Em sua nota, o MPBA ressaltou que a indicação de um jurista baiano para o comando do Ministério da Justiça e Segurança Pública "também reafirma a relevância da tradição jurídica da Bahia e a contribuição do Nordeste para o cenário jurídico-institucional brasileiro". O órgão detalhou a trajetória do novo ministro, lembrando que Wellington César exerceu por duas vezes o cargo de procurador-geral de Justiça à frente do Ministério Público do Estado da Bahia, onde "destacou-se por uma atuação orientada pelo respeito às atribuições constitucionais, pelo diálogo interinstitucional e pelo estímulo à cooperação entre os órgãos dos sistemas de Justiça e Segurança Pública".
O MPBA também mencionou a experiência do jurista na Secretaria de Assuntos Jurídicos da Presidência da República e como advogado-geral da Petrobras, afirmando que essas passagens "evidenciam preparo técnico e capacidade de enfrentamento dos desafios inerentes à condução das políticas públicas de justiça e segurança". Wellington César ingressou no Ministério Público da Bahia em 1991, por meio de concurso público, e comandou o órgão de 2010 a 2014 após nomeação do senador Jaques Wagner (PT-BA), então governador do estado.
A nomeação ocorre em um contexto político onde a gestão da segurança pública tem sido alvo de críticas recorrentes por parte de especialistas e da oposição, que apontam para a necessidade de medidas mais eficazes no combate à criminalidade e na modernização do sistema judiciário.

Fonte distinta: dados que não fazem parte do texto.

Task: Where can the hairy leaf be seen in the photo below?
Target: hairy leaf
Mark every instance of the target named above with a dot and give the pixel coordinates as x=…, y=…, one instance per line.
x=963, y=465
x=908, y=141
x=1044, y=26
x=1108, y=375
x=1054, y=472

Durante o segundo mandato da ex-presidente Dilma Rousseff, Wellington César assumiu brevemente o comando do Ministério da Justiça por 11 dias, deixando a pasta após determinação do Supremo Tribunal Federal (STF) para que escolhesse entre seu cargo de procurador e o posto no Executivo. A escolha de um jurista com extensa experiência no Ministério Público baiano reflete uma tentativa de equilibrar expertise técnica com alinhamento político, embora análises históricas sugiram que nomeações baseadas em critérios partidários nem sempre se traduzem em melhorias concretas na eficiência administrativa ou na redução da violência.